Launching any initiative requires both external and internal launches. Perhaps the most difficult launches are those made internally. It would seem that these would be the simplest, right? Surely these people who are a part of your company will want to embrace the new initiatives and will immediately see the benefit. For every reason that the internal launch should be the easiest, the same reasons make it tougher.

Factor: They know you and should know that you only want the best for all.

Challenge: They also know your track record and have a tendency to put emphasis on things that either did not work as planned or were more difficult to accomplish than originally advertised. Initiatives that were a success, unless brought to top of mind, are often forgotten.

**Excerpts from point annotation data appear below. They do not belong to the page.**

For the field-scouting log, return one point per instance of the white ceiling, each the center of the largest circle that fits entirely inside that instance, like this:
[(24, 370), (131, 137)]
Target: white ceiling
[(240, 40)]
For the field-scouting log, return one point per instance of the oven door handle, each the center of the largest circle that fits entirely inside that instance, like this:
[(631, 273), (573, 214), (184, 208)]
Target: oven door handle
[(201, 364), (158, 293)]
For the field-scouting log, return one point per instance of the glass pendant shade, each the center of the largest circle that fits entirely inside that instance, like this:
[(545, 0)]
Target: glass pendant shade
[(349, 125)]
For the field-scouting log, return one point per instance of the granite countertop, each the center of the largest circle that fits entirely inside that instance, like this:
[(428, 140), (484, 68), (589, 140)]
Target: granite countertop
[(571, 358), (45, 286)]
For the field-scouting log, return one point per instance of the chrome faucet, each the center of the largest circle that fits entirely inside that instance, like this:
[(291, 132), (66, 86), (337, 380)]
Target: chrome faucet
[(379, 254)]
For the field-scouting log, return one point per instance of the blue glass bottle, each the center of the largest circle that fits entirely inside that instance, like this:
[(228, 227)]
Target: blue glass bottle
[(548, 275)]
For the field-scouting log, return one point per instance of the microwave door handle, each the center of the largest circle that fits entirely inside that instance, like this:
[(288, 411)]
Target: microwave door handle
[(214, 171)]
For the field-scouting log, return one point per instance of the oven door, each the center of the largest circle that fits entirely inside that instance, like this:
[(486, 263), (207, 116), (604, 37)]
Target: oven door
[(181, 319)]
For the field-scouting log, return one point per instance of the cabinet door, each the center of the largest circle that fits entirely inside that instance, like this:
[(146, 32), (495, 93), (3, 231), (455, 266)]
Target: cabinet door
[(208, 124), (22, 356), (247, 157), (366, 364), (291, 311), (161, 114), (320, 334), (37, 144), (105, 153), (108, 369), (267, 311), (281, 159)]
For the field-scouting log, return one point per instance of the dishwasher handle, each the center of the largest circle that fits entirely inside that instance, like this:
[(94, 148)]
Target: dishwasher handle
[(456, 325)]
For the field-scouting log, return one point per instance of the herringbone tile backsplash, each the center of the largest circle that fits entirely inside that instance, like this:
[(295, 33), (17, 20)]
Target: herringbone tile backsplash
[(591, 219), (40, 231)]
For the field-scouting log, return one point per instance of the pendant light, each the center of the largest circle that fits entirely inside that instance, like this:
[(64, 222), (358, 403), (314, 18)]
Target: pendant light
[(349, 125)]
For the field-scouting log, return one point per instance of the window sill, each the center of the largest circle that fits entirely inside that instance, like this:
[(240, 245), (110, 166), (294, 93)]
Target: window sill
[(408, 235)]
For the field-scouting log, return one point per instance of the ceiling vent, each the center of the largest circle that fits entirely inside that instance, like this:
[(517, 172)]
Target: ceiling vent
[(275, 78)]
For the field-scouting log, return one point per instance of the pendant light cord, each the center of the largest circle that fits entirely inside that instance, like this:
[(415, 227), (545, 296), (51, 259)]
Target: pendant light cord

Factor: They work for the company which is the source of their livelihood. Wouldn’t they want something that has the potential for a positive impact?

Challenge: They usually do not want anything to disrupt what they are doing. Change is never seen as a convenience even if there is the promise of simpler, faster, more efficient and even financially rewarding. If the cost benefit is not obvious they can be your biggest roadblock by stalling.

Factor: It makes the company stronger, more progressive or more competitive.

Challenge: Company strength does not necessarily convert to personal strength, positional power or status. It is important to work on the ego factor here if you really want buy in.

Factor: Everything is in place and all lights are green. We have done all of the work, now we just need to make it happen.

Challenge: If they feel like it is being done to them rather than with them, there is a tendency to sit back and be a spectator rather than be actively involved. You cannot have a personal buy in if they have nothing to do with it.

Factor: You have great ideas and can spin those into initiatives that can make a difference.

Challenge: Being a thinker is far different than being a leader and innovator. If you readily come up with ways to create change but there is no engine, plan or buy-in to drive it, it will soon fade as another great idea.

It all boils down to several issues that are all related.

  • Change: Unless people see change as making something better, especially as it relates to them, the status quo will always be more comfortable.
  • Benefit: Global and personal benefits must be easy to see and be desirable. Without benefit, initiatives are often seen as mechanical.
  • Status: Even though a person may say that status is not important, how your initiative reflects on the person, those they touch and your company will be important. Status drives desire to realize the benefit and suffer change. No one does something to be less than they have been before.

The old radio station still plays WII FM – What’s in it for me!